CD Marcenaria / Marcenaria - Por Luiz Domingues
Em "Guarânia", trata-se de fato de desse gênero musical sulamericano/paraguaio/guarany, mas claro, sob uma sofisticação instrumental que a faz mais parecer uma música do "Jethro Tull", tamanha a profusão de detalhes e pegada Progger Rock. Nesses termos, gostei muito do solo de flauta, executado por Claudia Rivera, uma instrumentista convidada especial da banda.E a letra/linha melódica e também a sua interpretação, eu diria, detém uma lembrança forte do trabalho do Zé Rodrix, ao meu ver, bem daqueles discos solo dele, dos anos setenta, que se o leitor nunca ouviu, conclamo-o a procurá-los no YouTube. É aquele toque de urbanidade que o saudoso, Rodrix, tão bem sabia dar como o seu recado e o Marcenaria parece ter recuperado tal prerrogativa, ainda bem.
A faixa "Vire o Disco!" tem na sua proposta uma crítica ácida, mas muito pertinente à inércia da atual juventude. Todo mundo com olhos e dedinhos que não desgrudam dos celulares, mas de conteúdo bom que tal interação sócio-tecnológica poder-se-ia resultar, não há nada, absolutamente nada! E nesse deserto de ideias, chega a ser indecente termos tanta tecnologia disponível para que a imensa maioria permaneça hipnotizada por futilidades múltiplas. Portanto, a metáfora proposta pela letra é muito boa, ao utilizar a imagem do velho disco de vinil e a sua inevitável necessidade gerada por obrigar o ouvinte a virá-lo na "pick-up" da vitrola, a cada término de lado executado.-"É hora de virar o disco, esse lado já se acabou. Levante o corpo do sofá e o braço da vitrola".Muito boa a mensagem, faça alguma coisa edificante, senhor "abduzido" das redes sociais! Musicalmente, essa faixa fez lembrar-me bastante o som da banda Prog Rock brasileira dos anos setenta, "Terreno Baldio", pela mescla de virtuosismo instrumental "Progger", com brasilidades. Sopros e violas caipiras passeiam o tempo todo, com muita desenvoltura.
A faixa seguinte, "O Trem" tem um sabor Blues, todavia pelo viés de um "quase" reggae. A proposta da letra lembrou-me o Zé Ramalho, de seus mais inspirados trabalhos e um solo de guitarra, de arrepiar, trouxe o elemento Rock, com muita força.

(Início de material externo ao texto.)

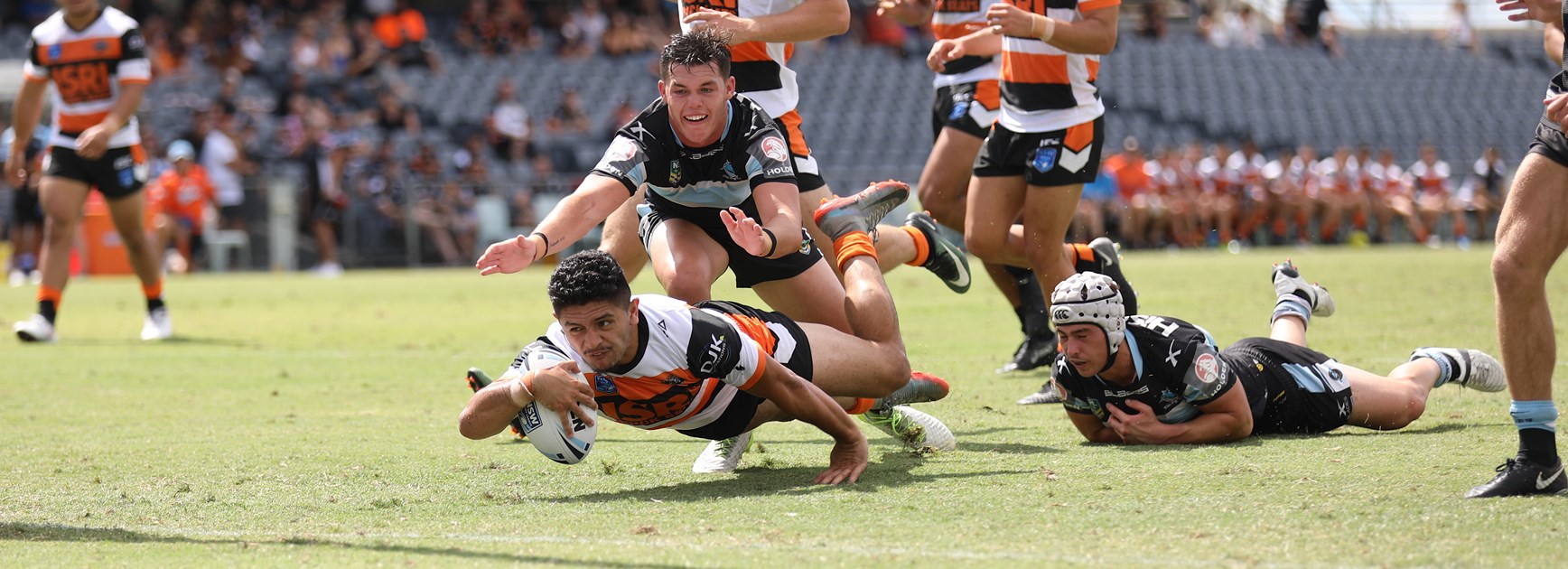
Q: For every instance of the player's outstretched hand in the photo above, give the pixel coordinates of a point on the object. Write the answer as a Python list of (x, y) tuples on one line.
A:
[(845, 462), (1557, 108), (1545, 12), (739, 29), (557, 389), (509, 256), (1010, 21), (93, 142), (747, 232), (1139, 426), (941, 52)]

"Teste de Viola" é um tema instrumental e parece que o "Captain Beyond" foi tocar com violeiros caipiras, tamanho o peso Hard-Rock (em alguns trechos) e a realçar uma tremenda performance da viola. Um longo interlúdio, pleno de climas estimulantes, dá espaço para os solos."Fusa Roceira" tem uma base harmônica bastante sofisticada, com ótimos vocais em harmonia, percussão criativa e lembrou-me bastante os primeiros trabalhos do Alceu Valença, quando este era menos "Pop" e mais instigante como artista, eu diria. As intervenções de guitarra ao final, lembraram-me o som cerebral do genial guitarrista do King Crimson, Robert Fripp, e eu também gostei muito do final épico, que despertou-me a lembrança da sofisticação do "Wishbone Ash". Muito ba a inetrevenção com o piano, incluso."Pessoas de alumínio e cobre, presas de jacaré e pedra. Só para descobrir. Mais um ponto do encerado pra eu arrochar. Mais um ponto do mistério pra eu descobrir"...Uma letra que deixa bem clara a dicotomia da visão da vida moderna, pelo viés da sabedoria caipira. A pensar-se...
A canção: "Chuva", traz efeitos muito interessantes no seu início. Gostei de mais uma ação da onomatopeia neste disco, que fez-me recordar de uma linhagem melódica da MPB, que simplesmente não existe mais e até meados dos anos 1960, era ouvida em profusão no rádio e na TV. Gostei bastante da linha de bateria e baixo, com um sentido de preenchimento de espaços muito criativo. Fora as múltiplas convenções estabelecidas, super técnicas. Tem climas jazzísticos acentuados, igualmente.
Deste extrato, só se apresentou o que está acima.